Он резко замолчал, в последний раз в бешенстве взглянул в ничего не выражавшие серые глаза, которые так сильно – и теперь это было так очевидно! – походили на его собственные, а потом отстранился. Артур медленно обошёл стол и замер у Канцлера за спиной, вслушиваясь, как беснуется буря.

– Никогда не поверю, что ты действительно хочешь этого – уничтожить Город. Что всем смыслом твоего существования стала лишь жажда власти. Над кем? Над кучкой нерадивых церковников, что плетут заговоры у тебя за спиной? Над людьми, которые лишь необходимая для продолжения хоть какой-нибудь жизни безвольная биомасса? Над твоим же Канцеляриатом? Неужели всё, чего ты хочешь от жизни – это занять место Суприма и стать единым вождём и символом? Ради чего?

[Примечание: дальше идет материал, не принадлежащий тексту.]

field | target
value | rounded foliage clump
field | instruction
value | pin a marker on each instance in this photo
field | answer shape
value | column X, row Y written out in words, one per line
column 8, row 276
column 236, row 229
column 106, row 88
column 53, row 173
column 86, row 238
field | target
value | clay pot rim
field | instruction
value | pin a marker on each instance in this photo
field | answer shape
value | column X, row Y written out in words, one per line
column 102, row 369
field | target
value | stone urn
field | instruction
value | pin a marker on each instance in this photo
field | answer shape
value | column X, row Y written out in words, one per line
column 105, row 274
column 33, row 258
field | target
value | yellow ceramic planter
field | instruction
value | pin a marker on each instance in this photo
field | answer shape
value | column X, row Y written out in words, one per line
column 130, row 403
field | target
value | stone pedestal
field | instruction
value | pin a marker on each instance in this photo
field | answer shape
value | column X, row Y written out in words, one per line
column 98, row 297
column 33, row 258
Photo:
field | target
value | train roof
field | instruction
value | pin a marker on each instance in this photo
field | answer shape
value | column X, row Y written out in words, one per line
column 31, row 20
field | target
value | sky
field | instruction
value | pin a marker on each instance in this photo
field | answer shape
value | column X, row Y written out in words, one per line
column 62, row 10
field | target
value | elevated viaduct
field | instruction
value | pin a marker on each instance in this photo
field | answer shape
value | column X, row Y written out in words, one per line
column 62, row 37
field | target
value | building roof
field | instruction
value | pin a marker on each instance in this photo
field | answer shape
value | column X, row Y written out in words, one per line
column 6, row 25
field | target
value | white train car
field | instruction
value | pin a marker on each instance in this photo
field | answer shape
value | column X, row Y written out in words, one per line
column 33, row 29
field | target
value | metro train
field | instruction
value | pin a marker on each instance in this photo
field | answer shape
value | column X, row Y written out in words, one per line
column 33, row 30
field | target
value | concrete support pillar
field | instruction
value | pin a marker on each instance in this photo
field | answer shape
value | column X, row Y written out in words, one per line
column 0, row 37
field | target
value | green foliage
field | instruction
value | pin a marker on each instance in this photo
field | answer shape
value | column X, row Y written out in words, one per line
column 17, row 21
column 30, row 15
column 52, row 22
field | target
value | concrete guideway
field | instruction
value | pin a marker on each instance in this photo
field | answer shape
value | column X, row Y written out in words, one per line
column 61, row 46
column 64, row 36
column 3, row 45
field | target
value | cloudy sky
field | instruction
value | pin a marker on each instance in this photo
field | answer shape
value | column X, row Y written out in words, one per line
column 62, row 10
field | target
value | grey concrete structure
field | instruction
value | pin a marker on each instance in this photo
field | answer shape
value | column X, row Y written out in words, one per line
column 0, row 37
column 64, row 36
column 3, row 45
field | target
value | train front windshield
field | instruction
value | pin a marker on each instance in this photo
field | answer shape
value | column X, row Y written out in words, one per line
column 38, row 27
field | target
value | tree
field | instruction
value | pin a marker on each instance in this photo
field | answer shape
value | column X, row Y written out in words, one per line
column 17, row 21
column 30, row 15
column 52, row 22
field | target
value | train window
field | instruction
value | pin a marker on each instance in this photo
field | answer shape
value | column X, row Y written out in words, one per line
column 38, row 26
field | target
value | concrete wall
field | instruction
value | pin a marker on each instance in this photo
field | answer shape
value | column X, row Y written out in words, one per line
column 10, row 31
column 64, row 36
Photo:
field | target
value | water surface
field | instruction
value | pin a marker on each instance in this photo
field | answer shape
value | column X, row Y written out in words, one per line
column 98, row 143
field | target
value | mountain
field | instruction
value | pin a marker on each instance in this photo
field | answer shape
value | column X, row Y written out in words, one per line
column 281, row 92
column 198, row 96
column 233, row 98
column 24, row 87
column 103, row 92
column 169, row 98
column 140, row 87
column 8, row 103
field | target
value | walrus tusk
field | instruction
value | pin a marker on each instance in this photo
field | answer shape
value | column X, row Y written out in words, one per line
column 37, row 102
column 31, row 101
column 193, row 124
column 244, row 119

Ради записи на табличках истории? Ради иллюзии значимости? Ради…

– Ради тебя.

Голос Канцлера был спокоен, а ещё настолько сух и прост, что Артур было прервался, но потом до побелевших костяшек вцепился в спинку высокого кресла и наклонился прямо к уху Алекса Росса. Назвать его отцом Хант не мог даже мысленно.

– Что ты сказал? – процедил он едва слышно, но Канцлер не шелохнулся и по-прежнему изучал собственные руки, в которых крутил тонкий нож.